Given that the Nobel Prize has been awarded to those who had done very well tin the field of science, literature, peace and economics – should there be one for teachers?
By: Ringo Bones
A wise person once said that without teachers, scientists, literary geniuses, peace negotiators and economists would be in very, very short supply – it is quite a shame that the Nobel Committee doesn’t honor the contribution of teachers to the betterment of mankind. Though we might blame Alfred Nobel for that given he didn’t mention awards for teachers in his will. Given the circumstance, should there be an equivalent of a “Nobel Prize for teachers”?

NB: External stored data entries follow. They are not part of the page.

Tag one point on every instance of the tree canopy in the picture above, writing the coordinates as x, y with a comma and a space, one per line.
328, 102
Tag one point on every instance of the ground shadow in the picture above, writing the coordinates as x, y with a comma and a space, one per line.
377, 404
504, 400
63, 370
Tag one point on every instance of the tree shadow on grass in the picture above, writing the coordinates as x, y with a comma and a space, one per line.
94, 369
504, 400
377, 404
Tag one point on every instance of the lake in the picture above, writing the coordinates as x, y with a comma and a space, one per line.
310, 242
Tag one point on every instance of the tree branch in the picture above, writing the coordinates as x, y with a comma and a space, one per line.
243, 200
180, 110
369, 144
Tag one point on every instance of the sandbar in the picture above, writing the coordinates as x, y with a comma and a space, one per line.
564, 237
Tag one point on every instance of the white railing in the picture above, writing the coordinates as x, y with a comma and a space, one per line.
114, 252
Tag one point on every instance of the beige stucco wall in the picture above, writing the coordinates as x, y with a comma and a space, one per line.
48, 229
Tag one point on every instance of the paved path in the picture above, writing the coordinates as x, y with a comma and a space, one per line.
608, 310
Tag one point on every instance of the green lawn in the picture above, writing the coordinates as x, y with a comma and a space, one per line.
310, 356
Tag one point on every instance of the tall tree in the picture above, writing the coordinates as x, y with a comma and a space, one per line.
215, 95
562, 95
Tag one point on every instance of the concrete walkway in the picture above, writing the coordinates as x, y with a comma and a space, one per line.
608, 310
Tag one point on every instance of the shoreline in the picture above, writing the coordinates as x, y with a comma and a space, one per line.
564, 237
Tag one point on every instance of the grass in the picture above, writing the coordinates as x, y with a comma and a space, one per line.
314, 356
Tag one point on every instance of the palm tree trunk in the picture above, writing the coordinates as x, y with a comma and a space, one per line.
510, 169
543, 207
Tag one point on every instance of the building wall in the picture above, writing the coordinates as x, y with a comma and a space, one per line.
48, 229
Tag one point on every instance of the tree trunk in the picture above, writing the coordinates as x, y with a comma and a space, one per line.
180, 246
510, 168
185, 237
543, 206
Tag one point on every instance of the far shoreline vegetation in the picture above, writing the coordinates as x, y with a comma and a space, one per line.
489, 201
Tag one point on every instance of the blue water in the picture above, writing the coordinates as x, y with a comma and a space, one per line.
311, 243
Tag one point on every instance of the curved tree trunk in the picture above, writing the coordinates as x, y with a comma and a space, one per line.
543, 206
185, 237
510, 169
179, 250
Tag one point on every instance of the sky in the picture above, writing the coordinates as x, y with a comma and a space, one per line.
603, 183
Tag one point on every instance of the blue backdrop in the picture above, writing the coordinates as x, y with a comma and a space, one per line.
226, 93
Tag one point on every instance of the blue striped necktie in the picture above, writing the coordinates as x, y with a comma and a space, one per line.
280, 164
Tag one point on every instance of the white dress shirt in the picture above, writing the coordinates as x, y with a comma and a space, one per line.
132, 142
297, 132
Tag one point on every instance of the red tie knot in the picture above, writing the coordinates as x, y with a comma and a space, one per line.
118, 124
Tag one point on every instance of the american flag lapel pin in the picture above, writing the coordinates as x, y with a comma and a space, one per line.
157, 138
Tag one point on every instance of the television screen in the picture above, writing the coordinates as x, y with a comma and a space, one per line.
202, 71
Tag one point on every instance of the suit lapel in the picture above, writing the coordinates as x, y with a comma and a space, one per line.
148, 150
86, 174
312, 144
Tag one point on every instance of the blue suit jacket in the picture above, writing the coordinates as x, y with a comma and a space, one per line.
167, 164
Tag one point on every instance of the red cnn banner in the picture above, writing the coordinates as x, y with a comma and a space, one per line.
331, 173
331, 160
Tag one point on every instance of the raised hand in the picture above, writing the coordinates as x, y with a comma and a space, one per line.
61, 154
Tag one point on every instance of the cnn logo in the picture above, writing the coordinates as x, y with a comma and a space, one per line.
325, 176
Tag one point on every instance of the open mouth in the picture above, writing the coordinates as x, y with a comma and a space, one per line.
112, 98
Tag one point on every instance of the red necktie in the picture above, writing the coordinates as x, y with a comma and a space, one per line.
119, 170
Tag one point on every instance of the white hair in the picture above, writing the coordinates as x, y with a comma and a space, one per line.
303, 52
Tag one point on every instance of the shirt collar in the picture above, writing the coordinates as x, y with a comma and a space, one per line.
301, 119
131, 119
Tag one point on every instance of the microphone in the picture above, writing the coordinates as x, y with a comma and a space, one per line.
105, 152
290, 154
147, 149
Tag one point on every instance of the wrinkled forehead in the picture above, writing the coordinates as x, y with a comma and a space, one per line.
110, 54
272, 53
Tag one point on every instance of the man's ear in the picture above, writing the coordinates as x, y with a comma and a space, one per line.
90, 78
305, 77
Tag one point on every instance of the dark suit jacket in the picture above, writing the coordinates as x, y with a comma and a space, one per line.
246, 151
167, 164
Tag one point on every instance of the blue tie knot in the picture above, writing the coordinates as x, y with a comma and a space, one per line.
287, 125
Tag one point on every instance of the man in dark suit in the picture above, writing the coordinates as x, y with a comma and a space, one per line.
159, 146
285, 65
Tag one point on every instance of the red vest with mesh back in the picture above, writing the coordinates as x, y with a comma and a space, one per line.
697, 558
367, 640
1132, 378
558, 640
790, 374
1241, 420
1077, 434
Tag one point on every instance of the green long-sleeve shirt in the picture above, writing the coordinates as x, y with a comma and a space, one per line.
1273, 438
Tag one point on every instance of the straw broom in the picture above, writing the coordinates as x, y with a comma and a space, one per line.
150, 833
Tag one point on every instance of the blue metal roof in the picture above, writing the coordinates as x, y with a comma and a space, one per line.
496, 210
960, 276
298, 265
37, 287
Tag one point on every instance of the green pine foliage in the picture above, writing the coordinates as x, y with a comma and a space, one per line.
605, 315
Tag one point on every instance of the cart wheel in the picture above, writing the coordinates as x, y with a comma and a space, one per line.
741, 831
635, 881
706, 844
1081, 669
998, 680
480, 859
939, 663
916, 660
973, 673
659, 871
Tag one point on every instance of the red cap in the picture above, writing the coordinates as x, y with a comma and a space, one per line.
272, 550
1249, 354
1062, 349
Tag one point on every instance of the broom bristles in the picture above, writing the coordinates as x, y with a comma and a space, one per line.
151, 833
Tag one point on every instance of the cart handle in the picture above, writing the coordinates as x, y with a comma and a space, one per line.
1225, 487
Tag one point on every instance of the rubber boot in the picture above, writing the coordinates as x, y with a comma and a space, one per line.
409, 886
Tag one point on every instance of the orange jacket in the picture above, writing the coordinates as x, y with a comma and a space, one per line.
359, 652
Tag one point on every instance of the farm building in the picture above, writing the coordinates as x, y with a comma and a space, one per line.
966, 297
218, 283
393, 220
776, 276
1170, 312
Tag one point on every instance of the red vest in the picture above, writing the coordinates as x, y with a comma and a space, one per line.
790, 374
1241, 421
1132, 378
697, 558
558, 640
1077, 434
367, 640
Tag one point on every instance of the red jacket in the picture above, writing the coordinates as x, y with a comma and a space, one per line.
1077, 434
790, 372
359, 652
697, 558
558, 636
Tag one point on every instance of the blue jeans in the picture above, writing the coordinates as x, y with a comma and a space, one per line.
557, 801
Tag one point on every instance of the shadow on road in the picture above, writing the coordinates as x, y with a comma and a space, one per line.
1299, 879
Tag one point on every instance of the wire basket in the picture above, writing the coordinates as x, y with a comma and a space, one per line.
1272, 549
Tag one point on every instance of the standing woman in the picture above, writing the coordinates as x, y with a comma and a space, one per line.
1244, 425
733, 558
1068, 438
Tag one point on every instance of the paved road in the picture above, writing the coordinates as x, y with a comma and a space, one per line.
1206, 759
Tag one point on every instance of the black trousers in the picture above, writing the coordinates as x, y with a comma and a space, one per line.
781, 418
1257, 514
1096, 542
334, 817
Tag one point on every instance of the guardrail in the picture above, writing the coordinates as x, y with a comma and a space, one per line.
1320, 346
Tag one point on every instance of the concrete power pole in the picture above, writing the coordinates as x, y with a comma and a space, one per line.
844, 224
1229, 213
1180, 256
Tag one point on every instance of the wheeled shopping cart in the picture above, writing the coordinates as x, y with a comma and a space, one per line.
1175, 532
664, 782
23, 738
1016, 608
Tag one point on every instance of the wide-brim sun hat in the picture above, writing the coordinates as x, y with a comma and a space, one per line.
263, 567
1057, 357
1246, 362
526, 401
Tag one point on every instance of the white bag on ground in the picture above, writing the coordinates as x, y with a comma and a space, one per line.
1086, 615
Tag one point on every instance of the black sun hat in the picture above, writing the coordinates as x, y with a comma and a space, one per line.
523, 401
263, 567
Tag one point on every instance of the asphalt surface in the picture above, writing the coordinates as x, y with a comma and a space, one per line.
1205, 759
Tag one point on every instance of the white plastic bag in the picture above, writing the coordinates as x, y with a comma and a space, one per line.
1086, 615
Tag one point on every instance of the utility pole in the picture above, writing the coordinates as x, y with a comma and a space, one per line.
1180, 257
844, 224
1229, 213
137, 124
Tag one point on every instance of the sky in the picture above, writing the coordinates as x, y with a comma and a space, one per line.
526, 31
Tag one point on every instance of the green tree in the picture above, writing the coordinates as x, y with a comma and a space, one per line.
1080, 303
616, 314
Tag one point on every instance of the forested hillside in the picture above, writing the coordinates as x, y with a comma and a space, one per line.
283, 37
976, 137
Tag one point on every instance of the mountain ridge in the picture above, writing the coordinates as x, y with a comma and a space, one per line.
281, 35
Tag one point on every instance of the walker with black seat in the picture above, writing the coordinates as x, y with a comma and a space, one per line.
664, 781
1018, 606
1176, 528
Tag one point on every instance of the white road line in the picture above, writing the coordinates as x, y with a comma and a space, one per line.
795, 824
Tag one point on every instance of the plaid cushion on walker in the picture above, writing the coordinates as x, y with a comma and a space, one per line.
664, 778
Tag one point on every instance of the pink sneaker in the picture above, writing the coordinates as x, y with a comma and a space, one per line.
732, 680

Luckily there is and it is called the “Global Teacher Prize”. The Varkey Foundation launched the Global Teacher Prize back in March 2014 to celebrate the best teachers around the world, those who inspire students and the communities around them. The Global Teacher Prize seeks to do for education what the Nobel Prize has done for the sciences, literature, peace and economics. The focus is to uplift the valuable contributions that teachers make everyday to establish a flourishing global society.
This 2015, the winner is Nancy Atwell from the U.S. state of Maine receiving her Global Teacher Prize award from Sunny Varkey of the Varkey Foundation. His Highness Sheikh Mohammed bin Rashid Al Maktoum, the Vice President and Prime Minister of the United Arab Emirates and Ruler of Dubai and the former U.S. President Bill Clinton.
Applications will be judged by the Global Teacher Prize Academy and the winner will be chosen by the prominent Global Teacher Prize Academy made up of head-teachers, educational experts, commentators, journalists, public officials, tech entrepreneurs, company directors and scientists from around the world. Even though only a fortunate few would win, all of which could mean recognition for the hard work done every day by teachers the world over.